The embattled healthcare reform known as Obamacare requires uninsured Americans to buy healthcare insurance if they can afford to, or pay a penalty. Online health insurance market places, also known as the exchanges, are run by individual states and the federal goverment in order to facilitate enrollment. Scammers and phishers are using the lack of concentric structure to their advantage, making the upcoming policy market a potential goldmine.

"The root problem is that the Health Insurance Exchange isn’t made up by a single authoritative site where people can go and register for coverage,” said Christopher Budd, threat communications manager at Trend Micro security. “In addition to the federal site, people can apply for coverage at sites run by individual states. Then, within each state, there can also be legitimate third-party that provide assistance and even broker coverage.”

Although the sprawling structure may relieve web traffic during open enrollment and promote accessibility, the lack uniformity and authority makes online verification risky. According to Budd, the market place represents the “perfect environment” for identity thieves and other criminals, who will prey on the initial confusion and fuzzy verification system by writing fake sites.

“When a person starts looking through sites to find one, at this time, they’re faced with the challenge that there’s no official marking or labeling that they can look at on a site to know that it’s an officially sanctioned site,” he explained. “A survey of state and third-party sites also shows that official sites aren’t required to provide the ability to verify the site using SSL [secure socket layer]: many of them don’t provide it for site verification at all.”
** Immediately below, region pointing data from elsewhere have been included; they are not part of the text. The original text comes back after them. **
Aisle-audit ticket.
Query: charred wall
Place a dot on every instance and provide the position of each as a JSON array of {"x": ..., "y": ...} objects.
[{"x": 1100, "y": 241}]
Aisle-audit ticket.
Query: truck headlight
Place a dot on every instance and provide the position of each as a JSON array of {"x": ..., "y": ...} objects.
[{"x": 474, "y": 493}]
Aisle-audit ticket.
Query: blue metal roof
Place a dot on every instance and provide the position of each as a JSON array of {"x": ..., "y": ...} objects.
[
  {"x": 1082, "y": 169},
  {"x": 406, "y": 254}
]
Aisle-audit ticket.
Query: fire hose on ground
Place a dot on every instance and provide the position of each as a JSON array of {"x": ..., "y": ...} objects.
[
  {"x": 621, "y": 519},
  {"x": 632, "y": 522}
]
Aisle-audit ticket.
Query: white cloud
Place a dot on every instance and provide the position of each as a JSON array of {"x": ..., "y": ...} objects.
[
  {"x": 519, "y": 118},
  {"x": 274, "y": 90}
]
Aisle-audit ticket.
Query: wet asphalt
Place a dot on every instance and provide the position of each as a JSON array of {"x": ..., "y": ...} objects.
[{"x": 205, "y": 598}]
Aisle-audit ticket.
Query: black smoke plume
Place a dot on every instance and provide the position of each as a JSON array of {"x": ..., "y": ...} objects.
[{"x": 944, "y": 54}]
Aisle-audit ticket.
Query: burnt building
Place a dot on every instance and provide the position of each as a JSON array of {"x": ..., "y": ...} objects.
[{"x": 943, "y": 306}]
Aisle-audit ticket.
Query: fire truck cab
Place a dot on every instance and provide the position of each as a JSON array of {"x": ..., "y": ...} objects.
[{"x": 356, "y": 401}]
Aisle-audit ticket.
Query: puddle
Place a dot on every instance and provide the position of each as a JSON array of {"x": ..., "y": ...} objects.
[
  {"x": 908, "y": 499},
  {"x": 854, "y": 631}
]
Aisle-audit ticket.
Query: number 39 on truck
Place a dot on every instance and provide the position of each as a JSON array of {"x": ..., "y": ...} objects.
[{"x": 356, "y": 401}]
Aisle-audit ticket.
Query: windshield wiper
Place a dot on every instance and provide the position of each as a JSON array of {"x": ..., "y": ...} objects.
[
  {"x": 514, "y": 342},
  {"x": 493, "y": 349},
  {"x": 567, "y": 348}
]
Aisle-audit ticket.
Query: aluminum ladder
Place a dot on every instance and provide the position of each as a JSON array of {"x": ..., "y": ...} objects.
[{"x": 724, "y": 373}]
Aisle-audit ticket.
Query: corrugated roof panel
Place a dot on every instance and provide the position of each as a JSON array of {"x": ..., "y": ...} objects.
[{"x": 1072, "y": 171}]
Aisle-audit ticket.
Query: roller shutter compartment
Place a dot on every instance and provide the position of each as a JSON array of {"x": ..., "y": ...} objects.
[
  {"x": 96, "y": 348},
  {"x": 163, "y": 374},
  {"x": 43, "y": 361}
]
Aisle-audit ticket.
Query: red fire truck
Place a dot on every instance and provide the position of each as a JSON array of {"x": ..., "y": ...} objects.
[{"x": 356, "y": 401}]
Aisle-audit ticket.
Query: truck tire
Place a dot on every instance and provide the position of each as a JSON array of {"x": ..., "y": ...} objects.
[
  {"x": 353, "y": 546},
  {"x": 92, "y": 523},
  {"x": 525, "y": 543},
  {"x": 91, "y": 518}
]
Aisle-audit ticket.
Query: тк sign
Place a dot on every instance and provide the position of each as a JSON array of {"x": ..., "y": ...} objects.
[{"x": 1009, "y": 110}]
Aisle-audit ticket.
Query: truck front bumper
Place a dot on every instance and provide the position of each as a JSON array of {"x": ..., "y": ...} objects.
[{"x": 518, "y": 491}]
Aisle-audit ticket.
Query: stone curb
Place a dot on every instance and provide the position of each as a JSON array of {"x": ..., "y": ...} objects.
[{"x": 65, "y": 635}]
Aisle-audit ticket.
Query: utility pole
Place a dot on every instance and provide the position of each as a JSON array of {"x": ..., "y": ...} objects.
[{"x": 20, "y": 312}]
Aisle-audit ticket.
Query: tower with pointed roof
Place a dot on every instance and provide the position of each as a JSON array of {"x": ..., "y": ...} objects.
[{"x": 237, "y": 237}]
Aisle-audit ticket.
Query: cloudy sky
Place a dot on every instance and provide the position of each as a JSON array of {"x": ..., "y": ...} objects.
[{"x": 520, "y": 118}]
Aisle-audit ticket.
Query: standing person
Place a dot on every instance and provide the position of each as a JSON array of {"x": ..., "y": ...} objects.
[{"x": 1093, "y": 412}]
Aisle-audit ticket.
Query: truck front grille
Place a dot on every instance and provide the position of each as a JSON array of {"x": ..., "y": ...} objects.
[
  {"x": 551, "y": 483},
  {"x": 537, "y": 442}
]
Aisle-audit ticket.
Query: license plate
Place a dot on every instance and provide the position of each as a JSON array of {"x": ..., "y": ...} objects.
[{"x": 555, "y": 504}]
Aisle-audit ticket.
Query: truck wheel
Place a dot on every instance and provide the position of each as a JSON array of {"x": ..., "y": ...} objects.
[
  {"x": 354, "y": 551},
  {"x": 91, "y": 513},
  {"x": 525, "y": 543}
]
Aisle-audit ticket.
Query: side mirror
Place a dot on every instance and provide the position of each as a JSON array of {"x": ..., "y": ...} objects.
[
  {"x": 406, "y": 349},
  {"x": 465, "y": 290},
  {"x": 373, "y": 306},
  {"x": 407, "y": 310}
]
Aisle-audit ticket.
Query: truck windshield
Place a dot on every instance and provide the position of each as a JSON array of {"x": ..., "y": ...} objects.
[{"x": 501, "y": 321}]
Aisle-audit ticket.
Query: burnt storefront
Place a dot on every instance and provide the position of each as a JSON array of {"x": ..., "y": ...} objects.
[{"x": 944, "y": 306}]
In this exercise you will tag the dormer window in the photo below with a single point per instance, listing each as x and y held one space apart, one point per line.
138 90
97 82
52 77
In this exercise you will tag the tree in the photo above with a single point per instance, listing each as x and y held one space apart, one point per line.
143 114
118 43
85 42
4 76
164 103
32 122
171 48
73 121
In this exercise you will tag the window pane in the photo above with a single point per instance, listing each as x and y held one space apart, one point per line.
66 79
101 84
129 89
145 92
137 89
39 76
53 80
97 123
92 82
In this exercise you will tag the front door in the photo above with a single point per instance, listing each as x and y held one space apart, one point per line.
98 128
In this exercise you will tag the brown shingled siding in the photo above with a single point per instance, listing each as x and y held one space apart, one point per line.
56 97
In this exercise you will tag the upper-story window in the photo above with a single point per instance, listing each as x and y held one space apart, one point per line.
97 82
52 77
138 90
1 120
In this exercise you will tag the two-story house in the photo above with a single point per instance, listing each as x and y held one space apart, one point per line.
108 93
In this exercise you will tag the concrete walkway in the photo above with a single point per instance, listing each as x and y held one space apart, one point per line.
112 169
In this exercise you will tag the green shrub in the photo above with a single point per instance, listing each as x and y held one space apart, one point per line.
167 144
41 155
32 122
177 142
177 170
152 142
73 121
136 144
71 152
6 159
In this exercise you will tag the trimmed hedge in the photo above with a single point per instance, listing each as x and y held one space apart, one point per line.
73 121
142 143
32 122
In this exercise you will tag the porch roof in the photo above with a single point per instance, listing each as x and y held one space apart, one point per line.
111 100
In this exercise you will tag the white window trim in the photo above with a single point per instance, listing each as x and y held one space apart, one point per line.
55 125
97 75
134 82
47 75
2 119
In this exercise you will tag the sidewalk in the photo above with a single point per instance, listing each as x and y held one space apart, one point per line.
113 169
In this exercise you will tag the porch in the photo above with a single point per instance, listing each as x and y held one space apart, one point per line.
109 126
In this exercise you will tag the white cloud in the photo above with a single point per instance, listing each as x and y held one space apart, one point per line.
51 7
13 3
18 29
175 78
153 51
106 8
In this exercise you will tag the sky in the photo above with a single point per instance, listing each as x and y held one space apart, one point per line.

The easiest way to avoid potential scammers and phishers is to start your search at sites run by federal and state government. These sites will provide you with resources deemed trustworthy by officials. It is important to avoid traditional search engines, as cybercriminals replicate legitimate keywords, names, and even site designs to lure in prospective enrollees.

For further protection against online fraud, experts recommend calling the site's listed number or even visiting the listed address in person.